Documents

fetch_document

Download the raw filed document - PDF / XHTML iXBRL / XML / base64 inline.

The primary tool for reading a filing's content. Pass a document_id from list_filings / get_financials. Mandatory for any substantive answer - filing metadata (dates, form codes, descriptions) alone is rarely enough. Small documents are inlined as bytes; oversized ones return a resource_link plus navigation tools.

Parameters

NameTypeRequiredDescription
jurisdictionstringyesISO code.
document_idstringyesFrom list_filings or get_financials.
formatstringnoxhtml / xbrl / pdf - defaults to server's best-fit.

Supported jurisdictions (12)

Related tools

Frequently asked questions

Where do document_ids come from?

list_filings (every filing record), get_financials (annual accounts), or get_charges (charge filings on GB). Document IDs are jurisdiction-scoped — passing a GB id with jurisdiction='FR' returns 404.

What does the response look like?

Either inline bytes (base64-encoded under bytes_base64, with chosen_format and size_bytes) for small documents, OR a resource_link to fetch externally if the doc is too large for one tool response. The cutoff depends on the agent's context window — typically ~5–10 MB for Claude / GPT-4. get_document_metadata tells you the size beforehand.

What formats exist for one document?

Varies. GB annual accounts since 2014: iXBRL (xhtml+xml) AND PDF. Pre-2014 GB: PDF only. FI: iXBRL only. NL: XBRL only. KR DART: PDF + structured JSON (audit report). Call get_document_metadata first to see available formats and pick deliberately.

Why iXBRL instead of PDF for financials?

iXBRL is machine-readable: every revenue / profit / asset figure is tagged with an XBRL element. Parsing it gives you typed numbers, not OCR. For text-only filings (resolutions, board changes) PDF is fine — XBRL adds no value.

How do I handle documents > 5 MB?

Three options. (1) get_document_navigation to find the outline + recommended page ranges. (2) fetch_document_pages for a specific page range. (3) search_document to locate a phrase, then fetch only those pages. The 'fetch the whole 200-page annual report' anti-pattern wastes context window and is rarely needed.

Why is the format parameter ignored?

Server best-fits to the requested format if available, falls back if not. Requesting format='pdf' on an XBRL-only filing returns the XBRL with a warning rather than erroring. To check upfront, call get_document_metadata which lists available formats.

Are documents cached?

Yes — same document_id served from edge cache (TTL 30 days for closed filings, 1 day for currently-open accounting periods). Most filings are immutable once accepted by the registry, so the cache is safe. fresh=true on the upstream tool that returned the document_id will force-bypass.

What if the registry returns 404?

Means the filing exists in the index but the document file was withdrawn or never uploaded. Pre-electronic filings (paper-only) frequently fail this way. has_document on the list_filings record is your upfront indicator — if false, fetch_document will 404.
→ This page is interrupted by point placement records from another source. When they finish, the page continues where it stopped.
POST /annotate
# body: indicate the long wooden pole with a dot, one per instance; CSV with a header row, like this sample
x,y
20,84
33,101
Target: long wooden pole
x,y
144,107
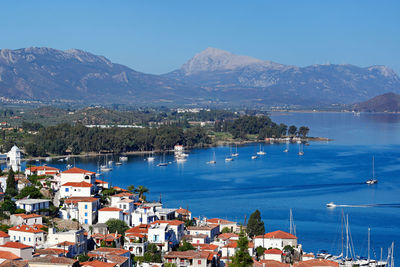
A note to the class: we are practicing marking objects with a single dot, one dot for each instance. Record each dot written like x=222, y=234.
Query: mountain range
x=211, y=77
Can I get OCR / extracted text from a scanned PDF?

Not server-side — we return the bytes as-is. To OCR scanned filings, run them through your own OCR pipeline (Tesseract, AWS Textract, etc.). For native PDFs (text layer present), use fetch_document_pages with format='xhtml' to get rendered text without OCR.

Is access metered?

Yes — counts against the per-tool rate-limit budget. Large documents use one call regardless of size. Page-range fetches via fetch_document_pages each count separately. Enterprise tier removes per-minute caps but a 100-page-by-page sweep still serializes.